Im really torn by this post, im not sure what is going on here. My DP is just starting a business, its fucking tough and we are making sacrafices all round. Some of those sacrifices are that i am at home alone alot of the time as he often has to work late and weekends, which he hates as much as i do, but what can you do. 247, you say that a woman shouldnt stand in her husbands way at work etc, well yes, this is true, but a husband shouldnt hold back his wife and stiffle her either.
I had to laugh at myself the other night, im soooo not the little woman (in fact i think my DP is really quite scared of me!) but the other night he didn't get home until nearly midnight. Despite my coping with DD all day, being shattered and climbing the walls with loneliness - i made him dinner for when he got home and ran a bath for him and took him up some tea to drink in it! Then i thought blimey, im turning into a stepford wife. But then i thought, yes, but this poor man has been out slogging his guts out since six this morning, despite a broken night with DD the night before and he was SHATTERED. There owuld have been a time when i would have been constantly phoning and been in a foul mood by the time he got home, but what would that achieve other than to stress us both out more. One day i am hoping that we too will be reaping the rewards of all our hard work, but in the mean time, if that means i have to be the little woman then thats ok. Its my way of helping. I also help by doing all the admin and nagging him into making schedules and get on his case to stick to them. I am also thinking of doing some courses so that i can offer the business more. At the end of the day the business is about US as a family. I think the thing is to remember taht we are individuals in our own right and not let this become a pattern.

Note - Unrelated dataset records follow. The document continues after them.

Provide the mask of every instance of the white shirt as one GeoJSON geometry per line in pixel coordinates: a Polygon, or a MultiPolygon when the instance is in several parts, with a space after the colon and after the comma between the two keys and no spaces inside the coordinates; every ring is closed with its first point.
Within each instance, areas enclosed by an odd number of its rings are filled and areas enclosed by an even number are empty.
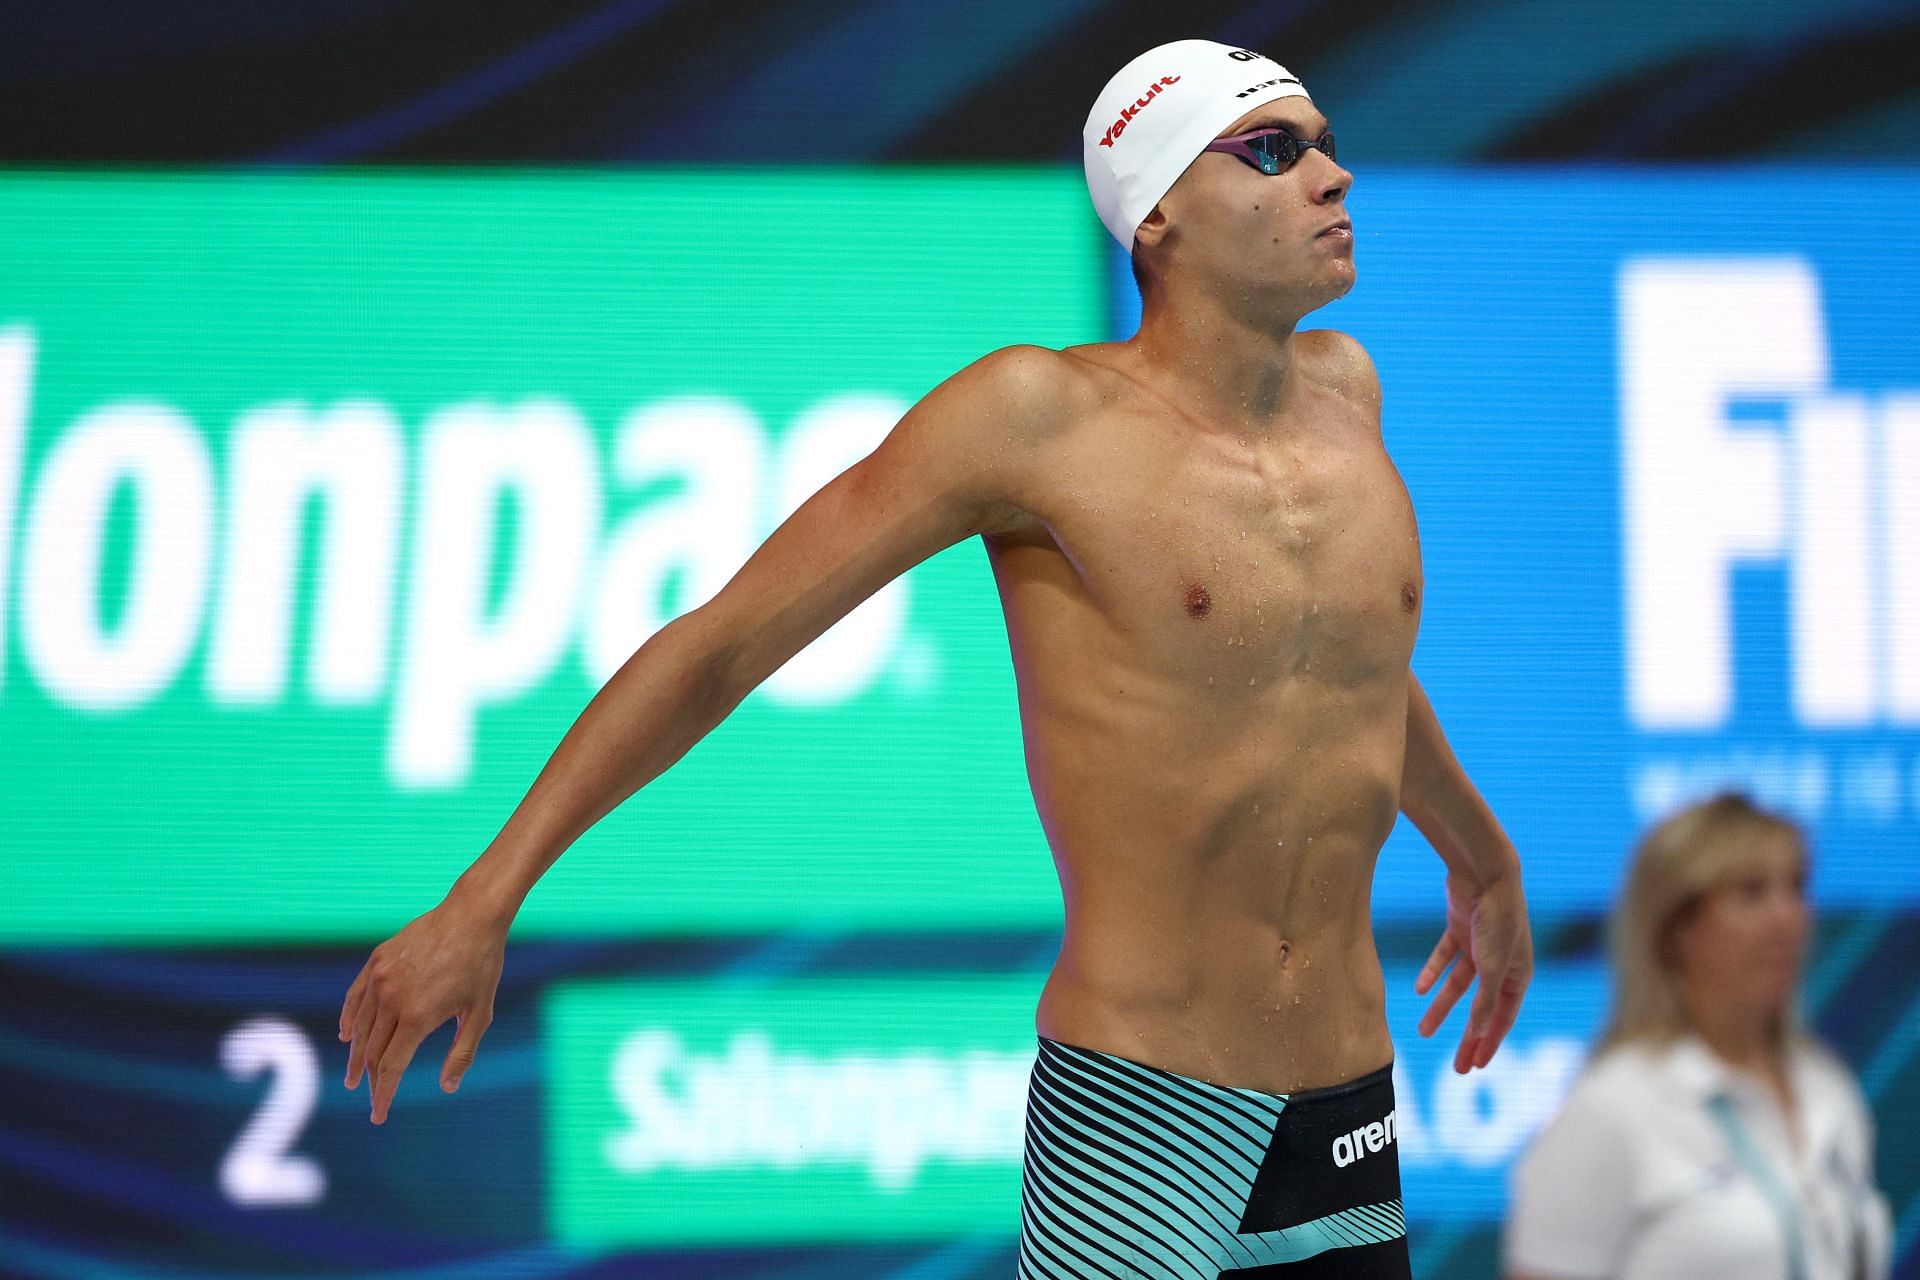
{"type": "Polygon", "coordinates": [[[1885,1280],[1893,1218],[1873,1186],[1873,1117],[1859,1085],[1811,1040],[1790,1050],[1787,1069],[1791,1135],[1773,1090],[1697,1037],[1595,1059],[1514,1166],[1507,1272],[1885,1280]]]}

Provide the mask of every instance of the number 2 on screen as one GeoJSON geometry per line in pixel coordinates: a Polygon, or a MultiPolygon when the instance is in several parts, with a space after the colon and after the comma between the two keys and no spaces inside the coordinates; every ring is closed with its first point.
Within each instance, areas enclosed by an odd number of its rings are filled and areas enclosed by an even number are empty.
{"type": "Polygon", "coordinates": [[[320,1059],[300,1028],[272,1014],[249,1018],[220,1042],[220,1065],[235,1080],[273,1072],[273,1084],[220,1161],[220,1189],[244,1205],[313,1204],[327,1174],[293,1144],[320,1099],[320,1059]]]}

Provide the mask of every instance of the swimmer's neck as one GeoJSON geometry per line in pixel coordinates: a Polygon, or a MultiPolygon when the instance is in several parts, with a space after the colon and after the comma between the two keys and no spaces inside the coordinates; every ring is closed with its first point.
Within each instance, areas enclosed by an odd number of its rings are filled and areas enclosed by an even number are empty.
{"type": "Polygon", "coordinates": [[[1195,418],[1272,439],[1287,425],[1300,317],[1255,315],[1163,281],[1122,343],[1163,394],[1195,418]]]}

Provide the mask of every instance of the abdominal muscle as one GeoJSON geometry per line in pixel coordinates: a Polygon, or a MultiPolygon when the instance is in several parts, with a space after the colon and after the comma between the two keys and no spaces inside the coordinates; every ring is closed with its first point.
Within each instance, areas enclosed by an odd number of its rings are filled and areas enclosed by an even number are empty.
{"type": "Polygon", "coordinates": [[[1086,658],[1020,680],[1066,904],[1040,1033],[1276,1093],[1385,1065],[1369,904],[1398,808],[1404,672],[1196,699],[1179,680],[1102,679],[1086,658]]]}

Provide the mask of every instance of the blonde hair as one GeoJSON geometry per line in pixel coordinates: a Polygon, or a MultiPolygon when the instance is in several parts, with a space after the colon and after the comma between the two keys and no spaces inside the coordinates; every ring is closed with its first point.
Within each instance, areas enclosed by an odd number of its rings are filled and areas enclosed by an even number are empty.
{"type": "MultiPolygon", "coordinates": [[[[1726,791],[1680,810],[1641,838],[1613,916],[1613,1010],[1595,1057],[1627,1044],[1668,1044],[1690,1030],[1674,931],[1709,890],[1781,837],[1804,867],[1807,841],[1797,825],[1726,791]]],[[[1784,1047],[1800,1031],[1799,1010],[1790,1006],[1773,1028],[1776,1045],[1784,1047]]]]}

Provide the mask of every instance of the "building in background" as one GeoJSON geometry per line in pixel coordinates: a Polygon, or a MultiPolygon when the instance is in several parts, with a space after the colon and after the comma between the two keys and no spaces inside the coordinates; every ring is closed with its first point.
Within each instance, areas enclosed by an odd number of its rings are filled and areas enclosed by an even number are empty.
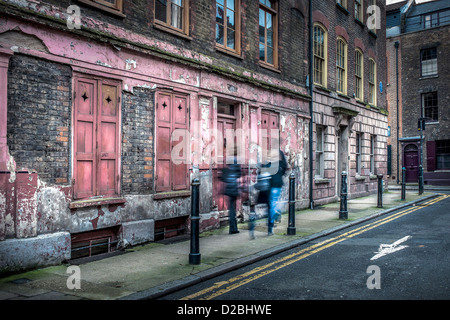
{"type": "Polygon", "coordinates": [[[392,182],[450,185],[450,1],[402,1],[387,8],[392,182]],[[424,118],[425,130],[419,131],[424,118]]]}
{"type": "Polygon", "coordinates": [[[387,178],[385,2],[313,1],[313,25],[313,199],[320,205],[338,199],[343,171],[353,198],[376,192],[377,175],[387,178]]]}

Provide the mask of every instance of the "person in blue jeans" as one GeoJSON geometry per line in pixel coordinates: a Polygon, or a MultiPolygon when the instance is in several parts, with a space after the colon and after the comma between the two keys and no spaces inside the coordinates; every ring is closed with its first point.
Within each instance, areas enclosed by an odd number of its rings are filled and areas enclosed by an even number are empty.
{"type": "Polygon", "coordinates": [[[280,199],[281,188],[283,187],[283,176],[286,173],[288,164],[283,151],[279,150],[278,157],[272,157],[269,167],[272,167],[272,177],[270,179],[270,192],[269,192],[269,214],[268,214],[268,234],[273,234],[273,227],[277,216],[281,218],[281,214],[278,210],[278,200],[280,199]],[[273,167],[272,164],[278,162],[278,167],[273,167]]]}

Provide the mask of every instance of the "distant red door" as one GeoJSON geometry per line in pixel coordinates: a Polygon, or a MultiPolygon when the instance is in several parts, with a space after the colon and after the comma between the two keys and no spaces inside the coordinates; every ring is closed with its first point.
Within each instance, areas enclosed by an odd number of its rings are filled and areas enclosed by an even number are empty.
{"type": "Polygon", "coordinates": [[[406,182],[419,181],[419,151],[416,145],[408,144],[403,152],[406,182]]]}

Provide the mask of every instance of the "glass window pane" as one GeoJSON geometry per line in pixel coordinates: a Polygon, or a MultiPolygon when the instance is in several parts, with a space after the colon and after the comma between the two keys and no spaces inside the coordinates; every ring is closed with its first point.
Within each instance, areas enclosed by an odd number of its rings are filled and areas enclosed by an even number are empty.
{"type": "Polygon", "coordinates": [[[265,50],[266,50],[266,48],[264,46],[264,43],[260,43],[259,44],[259,60],[262,60],[262,61],[265,60],[265,57],[266,57],[265,50]]]}
{"type": "Polygon", "coordinates": [[[165,0],[156,0],[155,3],[155,19],[167,22],[167,1],[165,0]]]}
{"type": "Polygon", "coordinates": [[[273,32],[272,32],[272,30],[267,30],[267,45],[273,47],[273,32]]]}
{"type": "Polygon", "coordinates": [[[259,26],[259,42],[263,44],[266,43],[265,29],[262,26],[259,26]]]}
{"type": "Polygon", "coordinates": [[[224,0],[217,0],[216,3],[217,3],[217,4],[220,4],[221,6],[224,6],[224,5],[225,5],[224,0]]]}
{"type": "Polygon", "coordinates": [[[227,8],[234,11],[234,0],[227,0],[227,8]]]}
{"type": "Polygon", "coordinates": [[[228,28],[227,29],[227,47],[234,49],[234,37],[235,32],[233,29],[228,28]]]}
{"type": "Polygon", "coordinates": [[[221,25],[223,25],[223,14],[224,14],[223,7],[220,5],[217,5],[216,6],[216,22],[220,23],[221,25]]]}
{"type": "Polygon", "coordinates": [[[172,3],[171,25],[172,27],[183,29],[183,8],[172,3]]]}
{"type": "Polygon", "coordinates": [[[266,28],[272,30],[273,25],[272,25],[272,19],[273,19],[273,15],[266,12],[266,28]]]}
{"type": "Polygon", "coordinates": [[[216,42],[223,45],[223,26],[216,24],[216,42]]]}
{"type": "Polygon", "coordinates": [[[264,10],[261,9],[259,9],[259,26],[260,27],[266,26],[264,10]]]}
{"type": "Polygon", "coordinates": [[[231,10],[227,10],[227,26],[229,28],[235,29],[234,12],[231,10]]]}
{"type": "Polygon", "coordinates": [[[273,64],[273,48],[267,47],[267,63],[273,64]]]}

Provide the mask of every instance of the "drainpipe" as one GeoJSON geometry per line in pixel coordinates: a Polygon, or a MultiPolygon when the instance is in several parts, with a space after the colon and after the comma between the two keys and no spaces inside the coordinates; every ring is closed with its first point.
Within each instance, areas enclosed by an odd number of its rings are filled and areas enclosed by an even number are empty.
{"type": "Polygon", "coordinates": [[[314,51],[313,51],[313,17],[312,17],[312,0],[309,0],[309,94],[311,101],[309,102],[309,204],[310,208],[314,209],[313,197],[313,105],[314,105],[314,51]]]}
{"type": "Polygon", "coordinates": [[[399,90],[398,90],[398,47],[399,47],[399,42],[398,41],[395,41],[395,43],[394,43],[394,46],[395,46],[395,64],[396,64],[396,77],[397,77],[397,85],[396,85],[396,88],[397,88],[397,135],[396,135],[396,137],[397,137],[397,184],[399,184],[399,152],[400,152],[400,149],[399,149],[399,139],[398,139],[398,137],[399,137],[399,134],[400,134],[400,132],[399,132],[399,130],[400,130],[400,124],[399,124],[399,114],[398,114],[398,108],[399,108],[399,96],[398,96],[398,92],[399,92],[399,90]]]}

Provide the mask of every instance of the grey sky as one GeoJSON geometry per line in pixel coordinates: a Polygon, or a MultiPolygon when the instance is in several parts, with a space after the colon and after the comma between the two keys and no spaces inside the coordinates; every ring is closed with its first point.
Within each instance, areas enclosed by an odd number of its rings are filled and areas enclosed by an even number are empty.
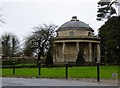
{"type": "Polygon", "coordinates": [[[62,25],[77,16],[89,24],[97,33],[103,22],[96,20],[99,0],[2,0],[0,10],[6,24],[0,27],[4,32],[16,34],[20,40],[40,24],[62,25]]]}

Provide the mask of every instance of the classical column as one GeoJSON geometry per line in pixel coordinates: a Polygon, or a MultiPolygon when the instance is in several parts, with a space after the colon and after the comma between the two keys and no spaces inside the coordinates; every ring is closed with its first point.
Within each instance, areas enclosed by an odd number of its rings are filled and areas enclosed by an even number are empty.
{"type": "Polygon", "coordinates": [[[54,51],[53,51],[53,61],[54,62],[57,62],[57,50],[56,50],[56,44],[54,43],[53,44],[53,49],[54,49],[54,51]]]}
{"type": "Polygon", "coordinates": [[[79,42],[76,42],[76,60],[79,54],[79,42]]]}
{"type": "Polygon", "coordinates": [[[79,53],[79,42],[76,42],[76,50],[77,50],[77,55],[79,53]]]}
{"type": "Polygon", "coordinates": [[[62,61],[66,61],[66,58],[65,58],[65,42],[63,42],[63,48],[62,48],[62,61]]]}
{"type": "Polygon", "coordinates": [[[100,44],[97,44],[97,61],[100,61],[100,44]]]}
{"type": "Polygon", "coordinates": [[[89,61],[92,61],[92,44],[89,43],[89,61]]]}

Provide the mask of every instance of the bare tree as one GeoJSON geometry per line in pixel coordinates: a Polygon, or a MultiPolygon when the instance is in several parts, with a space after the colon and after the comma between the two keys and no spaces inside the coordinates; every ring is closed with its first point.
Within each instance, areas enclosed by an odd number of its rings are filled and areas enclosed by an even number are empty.
{"type": "Polygon", "coordinates": [[[32,35],[26,38],[24,47],[25,55],[36,53],[38,61],[40,61],[40,57],[45,55],[50,47],[50,41],[54,37],[56,27],[54,24],[43,24],[35,27],[32,35]]]}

I have to say, i think xenia does make a good point about if women want to spend money without having to consult the other partner then they must earn their own. However i do not agree that just because some women, as i do, rely on a man for money, we should have to do as we are told - my DP wouldnt DARE!!!! I may end up only working for the business, so technically for my partner, despite having professional qualifications in another field of expertise. IF it pans out that way, then that will be a good thing, because i keep up with the mantra "this time next year rodney, we'll be millionaires".
OP, over the years you have supported your DH and kept your lovely home and cared for your children you will have ammassed a whole set of skills that you take for granted. Is there anyway, do you think, that you could utilise those skills to establish a little empire of your own? Even if its is making organic jams and preserves to sell locally. It would be something totally for you.
If your DD hasnt asked for the handbag, dont bother!! And dont turn that issue into the major stumbling point with DH. There are issues of inequality in this marriage it would seem, but i think you need to addresss that directly thinking about what you want and how you want things to progress as apposed to unnecessary arguments about xmas presents.
The thing is, your DH, whilst he is behaving badly, probably thinks you are happy just to be the kept woman and would be baffled if he knew your real feelings. I think the best bit of advice i could give you is this: Print out this thread and show him.